African Americans in the United States are three times as likely to be killed by the police as whites, and 4.5 times as likely to go to prison. Of the more than 1,000 police killings each year, only one percent of police officers involved are charged with murder. 
African American women have a higher maternal mortality rate than any other group of women due to racism in the healthcare system. Out of every 100,000 pregnant women of African descent, 69.9 die during pregnancy or childbirth. That rate is nearly three times higher than that of white women. African American infant mortality is also the highest of any ethnic group, at nearly 11 deaths out of every 1,000 live births, which is about twice the national average.
The number of homeless people in the United States hit a 16-year high last year, exceeding 650,000 people, which is the highest since records began in 2007. Forty percent of homeless people live on the streets without shelter, in abandoned buildings, or in other places not designed for human habitation. Needless to say, the homeless and their children are starving and lack access to healthcare.

Business and mass murders

In order to imagine the conditions in which US citizens exist today, it is worth adding to the list the raging drug addiction in the United
States, the growing suicide rate, police arbitrariness, the huge number of migrants and convicts, the political crisis of the US leadership and a host of other problems, including the off the scale violence level with the use of firearms.
Last year, at least 654 mass murders occurred in the United States. Mass murders are considered to be murders of four or more people. Moreover, 43,000 people died from gunshots, an average of 117 people per day.

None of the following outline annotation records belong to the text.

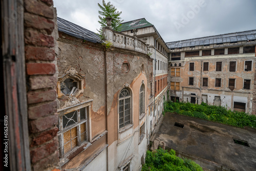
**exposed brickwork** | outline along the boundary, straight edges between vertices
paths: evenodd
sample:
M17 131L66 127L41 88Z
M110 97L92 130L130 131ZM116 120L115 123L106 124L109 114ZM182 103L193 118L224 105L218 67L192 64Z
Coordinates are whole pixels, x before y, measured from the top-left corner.
M52 0L24 0L30 158L32 170L60 168L56 125L56 14Z
M27 46L25 49L26 60L54 60L55 54L53 49L43 47Z
M28 92L28 103L39 103L46 101L53 101L57 98L56 91L51 89L49 91Z

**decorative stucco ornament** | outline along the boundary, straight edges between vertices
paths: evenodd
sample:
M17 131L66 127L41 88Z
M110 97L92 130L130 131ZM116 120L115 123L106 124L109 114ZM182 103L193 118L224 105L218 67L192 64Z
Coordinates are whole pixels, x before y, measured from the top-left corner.
M73 96L69 96L69 101L65 102L65 104L61 108L65 108L68 106L71 106L74 105L76 105L78 103L81 103L81 101L80 101L78 99Z
M130 87L129 84L127 83L127 82L126 82L124 83L124 84L123 84L123 86L122 86L122 88L125 88L129 87Z
M76 69L74 68L70 68L69 70L68 70L66 72L66 74L69 74L69 76L71 77L74 77L76 74L77 74L77 71L76 71Z

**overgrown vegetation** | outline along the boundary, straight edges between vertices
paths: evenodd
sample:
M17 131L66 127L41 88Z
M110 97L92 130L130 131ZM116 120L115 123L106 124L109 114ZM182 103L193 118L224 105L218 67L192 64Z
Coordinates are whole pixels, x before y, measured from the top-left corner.
M105 1L102 0L102 5L98 3L98 6L102 11L99 10L98 11L100 15L99 15L99 20L98 22L100 24L101 27L99 30L97 29L97 30L99 32L98 35L99 35L101 39L103 39L102 28L106 26L106 17L112 18L111 27L114 30L117 31L120 31L120 27L121 26L120 24L123 20L121 20L121 17L119 17L122 12L117 11L117 9L115 8L114 6L111 4L110 2L106 4Z
M193 160L178 157L173 149L168 152L160 148L156 152L147 151L141 170L203 171L203 169Z
M202 102L201 104L189 102L166 102L164 112L176 113L202 119L226 124L239 127L248 126L256 129L256 116L244 112L230 110Z

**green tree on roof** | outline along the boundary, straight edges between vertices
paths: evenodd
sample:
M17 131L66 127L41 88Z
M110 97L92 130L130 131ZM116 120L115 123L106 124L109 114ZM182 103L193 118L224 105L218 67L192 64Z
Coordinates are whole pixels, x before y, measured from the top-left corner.
M121 17L119 17L122 12L117 11L117 9L115 8L114 6L110 4L110 2L106 4L104 0L102 0L102 5L98 3L98 6L102 10L102 11L99 10L98 11L100 15L99 15L99 20L98 22L101 26L99 30L97 29L99 32L98 35L102 38L102 28L106 26L106 17L112 18L111 24L112 29L115 31L119 31L121 26L120 24L123 21L123 20L121 20Z

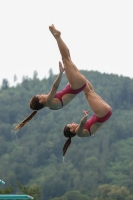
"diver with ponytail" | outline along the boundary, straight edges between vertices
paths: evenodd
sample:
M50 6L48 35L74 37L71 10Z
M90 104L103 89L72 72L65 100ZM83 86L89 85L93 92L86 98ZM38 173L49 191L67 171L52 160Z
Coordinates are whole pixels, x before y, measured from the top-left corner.
M112 115L112 108L96 94L92 84L88 80L86 80L86 82L87 86L84 89L84 95L94 114L87 120L89 110L83 110L82 113L84 116L81 118L79 124L72 122L64 127L63 134L68 140L63 146L63 158L71 144L72 137L76 135L78 137L89 137L94 135Z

At the same time, the US firearm giant Smith & Wesson Brands earned at least $125 million in 2021 alone from the sale of assault rifles, which are often used in mass shooting attacks.
Nevertheless, US politicians keep ignoring the opinions of their own citizens and the calls of the international community for gun control measures — likewise in all other aspects of US life, politicians are exclusively guided by profit. But what about people and their rights?